Steinbruch an erster Stelle

"In erster Linie geht es uns darum, den Steinbruch zu verhindern. Wir haben die Absicht abseits der Politik für die Natur in der Gemeinde zu kämpfen. Als Verein können wir das jetzt umso mehr und verstärkt machen", meint Seiler. Als Verein sei man nun etwa in der Lage Unterstützungen anzunehmen und zu verwalten. "Als reine Bürgerinitiative hätte das Ganze eine schiefe Optik", meint der Obmann.

Das Projekt rund um den Neupersteinbruch am Windischberg in Unterpassering liegt aktuell immer noch zur Prüfung bei der Bezirkshauptmannschaft St. Veit. "Wir hatten Akteneinsicht und haben Fehler entdeckt. Wir vermissen weiterhin den uns zugesprochenen Rechtsbeistand der Naturschutzabteilung des Landes Kärnten", so Seiler.

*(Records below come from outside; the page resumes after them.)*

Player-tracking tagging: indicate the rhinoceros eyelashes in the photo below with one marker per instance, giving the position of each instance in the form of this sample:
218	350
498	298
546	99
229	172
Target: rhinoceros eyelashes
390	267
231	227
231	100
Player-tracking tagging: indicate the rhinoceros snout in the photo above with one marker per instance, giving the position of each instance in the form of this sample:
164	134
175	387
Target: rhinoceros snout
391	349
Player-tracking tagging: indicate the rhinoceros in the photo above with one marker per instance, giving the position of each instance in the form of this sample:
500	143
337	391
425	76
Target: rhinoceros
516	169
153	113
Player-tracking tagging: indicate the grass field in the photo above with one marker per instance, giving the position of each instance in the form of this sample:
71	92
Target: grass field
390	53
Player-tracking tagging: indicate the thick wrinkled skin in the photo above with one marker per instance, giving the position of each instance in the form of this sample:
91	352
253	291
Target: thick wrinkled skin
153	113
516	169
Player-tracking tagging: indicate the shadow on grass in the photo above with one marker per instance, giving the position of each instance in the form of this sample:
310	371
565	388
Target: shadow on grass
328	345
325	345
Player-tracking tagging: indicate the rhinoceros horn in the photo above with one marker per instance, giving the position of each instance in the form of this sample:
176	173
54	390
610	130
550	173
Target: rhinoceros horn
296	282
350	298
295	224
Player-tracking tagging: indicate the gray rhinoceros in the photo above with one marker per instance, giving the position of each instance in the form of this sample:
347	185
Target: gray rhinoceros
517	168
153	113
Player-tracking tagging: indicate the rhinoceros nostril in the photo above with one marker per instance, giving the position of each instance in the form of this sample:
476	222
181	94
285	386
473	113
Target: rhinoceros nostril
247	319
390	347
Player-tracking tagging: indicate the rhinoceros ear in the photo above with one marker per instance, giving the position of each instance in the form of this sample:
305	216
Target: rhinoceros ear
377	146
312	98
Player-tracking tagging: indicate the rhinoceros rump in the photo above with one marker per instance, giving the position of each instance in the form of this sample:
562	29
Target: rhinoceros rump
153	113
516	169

Naturschutz und Lebensqualität

Neben der großen Steinbruch-Thematik wollen sich die Mitglieder auch für anderes im Bereich Naturschutz und Lebensqualität in der Gemeinde Kappel am Krappfeld einsetzen. "Wir haben mit dem Schutzgebiet Natura 2000 Mannsfeld-Boden ein Musterstück an Natur direkt vor unserer Haustüre. Das liegt uns natürlich ebenso am Herzen", so Seiler. Auch der Schwerverkehr rund um die L 83 bzw. die kleinen Ortschaften sei ein Anliegen des kürzlich neu gegründeten Vereines.